When she was convinced that she was able to drive again, Bonnie started up the car once more and pulled on to the road, searching for the bed and breakfast that would serve as her temporary home until her business was complete. It may have disturbed her, once, the fact that she was staying at some strange inn in a strange bed with strangers who knew her by name and face but not by heart. But her father’s house was long gone, sold. Besides. She had no right to think that way anymore; she was no longer a resident here, and she hadn’t been for a long time.

Mystic Falls was no longer her home.

Matt raised his hand, about to knock on the door, when it flew open. Caroline stood in the doorway, blond curls tied back in a demure ponytail, looking decidedly uncomfortable in her kitten heels and asymmetrical black dress. Her normally bright eyes were muted, her mouth set in a hard line even before she gazed upon his face.

Matt must have looked surprised, because Caroline gave him a soft smile and lifted one shoulder noncommittally. She pointed to her ears in explanation to his unasked question. “Vampire hearing,” she reminded him. “I heard you pull up in the drive. Come on in.” It never ceased to surprise him, her uncanny supernatural abilities.

Matt stepped over the threshold and into the Gilbert home. Caroline turned around and made her way back through the house in silence, leaving him standing there, probably expecting him to follow her in due time. He appreciated that. He wasn’t really in the mood for small talk. Matt walked slowly down the hallway, purposefully avoiding looking at the various framed photographs hung on the walls, the reminders of a life none of them remembered anymore. He trod carefully on the carpeting lining the corridor to the kitchen, past the high school diplomas and the graduation photos, past the dead Gilberts that seemed to line the walls wherever he tried not to look.
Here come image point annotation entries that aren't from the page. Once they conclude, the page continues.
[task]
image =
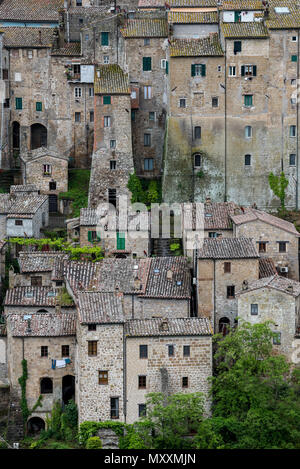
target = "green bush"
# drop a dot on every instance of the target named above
(94, 442)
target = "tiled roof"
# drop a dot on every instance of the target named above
(275, 282)
(100, 307)
(26, 205)
(28, 37)
(196, 17)
(30, 296)
(266, 267)
(168, 327)
(24, 188)
(145, 27)
(43, 325)
(160, 286)
(208, 46)
(251, 214)
(112, 80)
(242, 5)
(228, 248)
(72, 48)
(38, 261)
(254, 30)
(31, 10)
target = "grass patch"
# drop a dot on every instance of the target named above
(79, 180)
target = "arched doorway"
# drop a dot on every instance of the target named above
(38, 136)
(68, 388)
(35, 425)
(224, 325)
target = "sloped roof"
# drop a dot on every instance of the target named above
(43, 325)
(112, 80)
(228, 248)
(145, 27)
(255, 30)
(100, 307)
(208, 46)
(168, 327)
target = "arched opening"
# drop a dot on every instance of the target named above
(46, 386)
(224, 325)
(35, 425)
(38, 136)
(68, 388)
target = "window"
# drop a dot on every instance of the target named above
(292, 131)
(237, 47)
(147, 92)
(147, 64)
(262, 246)
(232, 71)
(106, 121)
(142, 410)
(277, 338)
(198, 70)
(46, 386)
(248, 131)
(114, 407)
(248, 100)
(231, 292)
(282, 246)
(197, 161)
(103, 377)
(292, 159)
(143, 351)
(19, 104)
(247, 160)
(197, 132)
(147, 140)
(47, 168)
(148, 164)
(104, 39)
(106, 99)
(215, 102)
(92, 348)
(65, 351)
(77, 92)
(142, 382)
(185, 382)
(36, 281)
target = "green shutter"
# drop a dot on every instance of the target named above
(19, 104)
(104, 39)
(106, 100)
(120, 241)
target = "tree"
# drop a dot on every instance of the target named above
(278, 185)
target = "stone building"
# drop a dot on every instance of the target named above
(224, 265)
(274, 299)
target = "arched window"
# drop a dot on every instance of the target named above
(46, 386)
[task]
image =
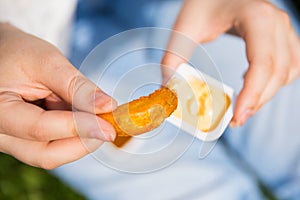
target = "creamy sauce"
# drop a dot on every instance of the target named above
(199, 104)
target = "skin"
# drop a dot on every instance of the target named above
(272, 46)
(37, 86)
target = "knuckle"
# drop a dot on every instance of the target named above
(47, 163)
(50, 58)
(76, 84)
(36, 131)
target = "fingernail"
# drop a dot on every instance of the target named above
(103, 102)
(244, 117)
(232, 124)
(102, 136)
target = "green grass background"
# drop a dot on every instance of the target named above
(22, 182)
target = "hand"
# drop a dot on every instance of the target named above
(272, 46)
(32, 73)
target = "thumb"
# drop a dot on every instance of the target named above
(73, 87)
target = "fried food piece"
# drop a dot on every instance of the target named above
(143, 114)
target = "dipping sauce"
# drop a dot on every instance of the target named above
(199, 104)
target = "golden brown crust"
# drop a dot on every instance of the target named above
(143, 114)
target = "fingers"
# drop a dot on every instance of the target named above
(272, 59)
(47, 155)
(25, 120)
(65, 81)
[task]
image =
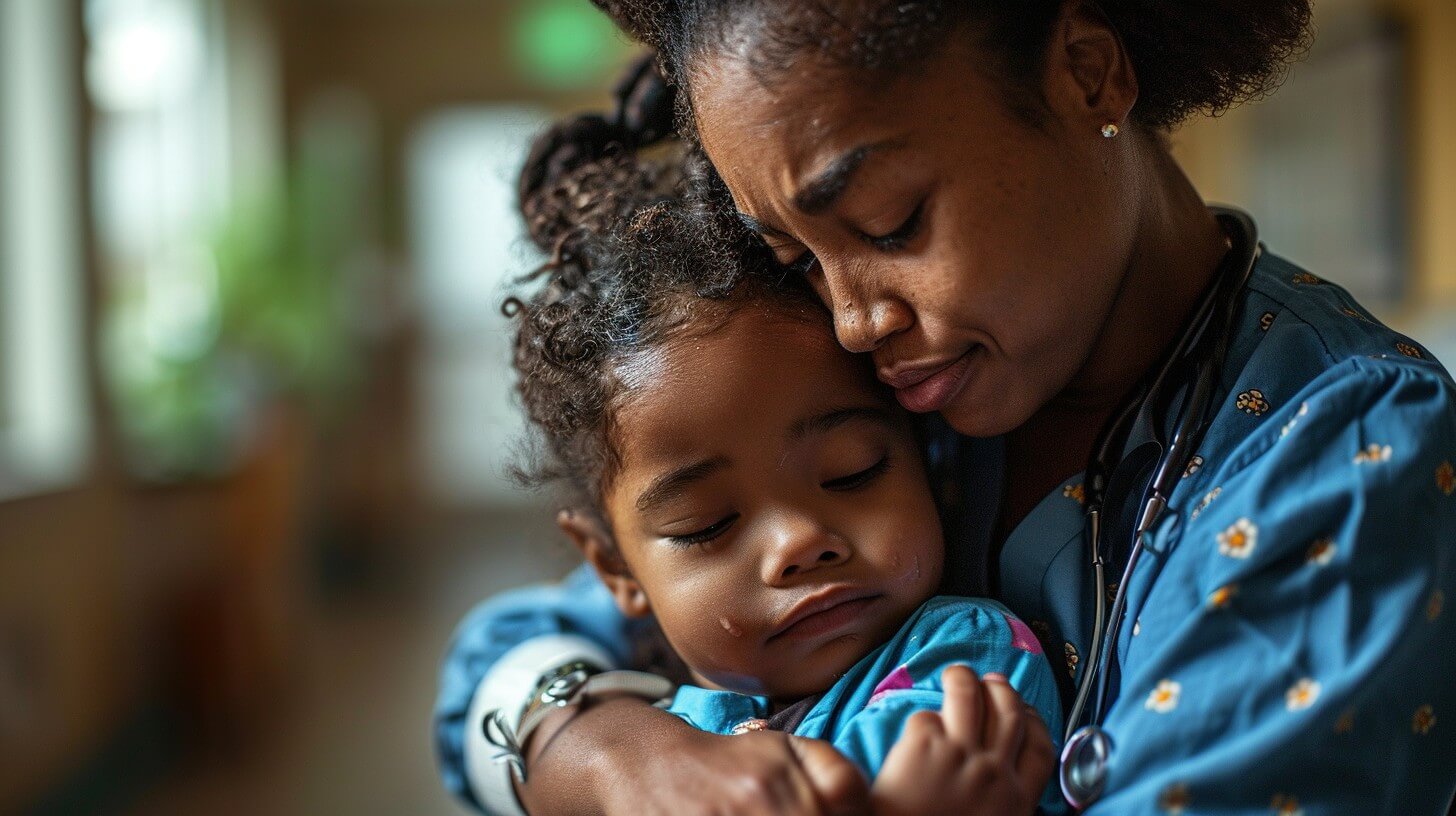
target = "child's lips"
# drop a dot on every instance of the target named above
(823, 612)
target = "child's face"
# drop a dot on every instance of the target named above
(770, 504)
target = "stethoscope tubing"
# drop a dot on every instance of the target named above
(1088, 746)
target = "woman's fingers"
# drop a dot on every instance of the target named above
(963, 710)
(1005, 716)
(837, 786)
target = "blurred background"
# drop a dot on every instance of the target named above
(254, 381)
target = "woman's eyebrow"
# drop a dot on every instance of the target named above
(821, 191)
(830, 420)
(673, 483)
(759, 226)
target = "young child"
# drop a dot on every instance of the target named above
(741, 478)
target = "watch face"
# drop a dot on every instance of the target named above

He felt like he was walking through a mausoleum.

He found Caroline sitting at the worn kitchen table, nursing a glass of white wine and a contemplative expression. From the looks of the bottle sitting half-empty on the table before her, this was her third or fourth glass. She looked up, and, seeing his gaze trained on the wine glass in her hand, let out a half-chuckle.

“Yeah,” she said simply, tracing a finger along the rim of the glass. “There’s no way I’ll be able to get through this sober, so if you’re going to lecture me…”

Matt shook his head, pulling out a chair and sitting down at the table as well. “No. I wasn’t-” He gave her a grin. “You can do what you want, Care, you’re a grown-ass woman.” She cocked an eyebrow at his phrasing. “Well, you know, immortality aside. I was just… going to askif you were going to offer to share, or what.”

A sneaky smile crept onto her face, and Matt returned it. There was the Caroline he knew. He couldn’t help but feel a glimmer of pride at having drawn her forth, even if only briefly. She pushed away from the table and busied herself with finding Matt a glass from the cupboard.

The muffled sound of raised voices greeted Matt’s ears as Caroline waved a clean glass triumphantly in the air and then set it down before him. Matt looked up, listening as two voices, one higher-pitched and female, and one low-pitched and distinctly male, made themselves heard even over the sound of Caroline’s inane chatter as she filled his glass for him.

A door opened upstairs and Elena’s voice wafted down. “No, Damon. You don’t get a say in this!” Her footsteps clacked along the hardwood flooring and her voice faded a bit as she made her way from the front to the back of the house.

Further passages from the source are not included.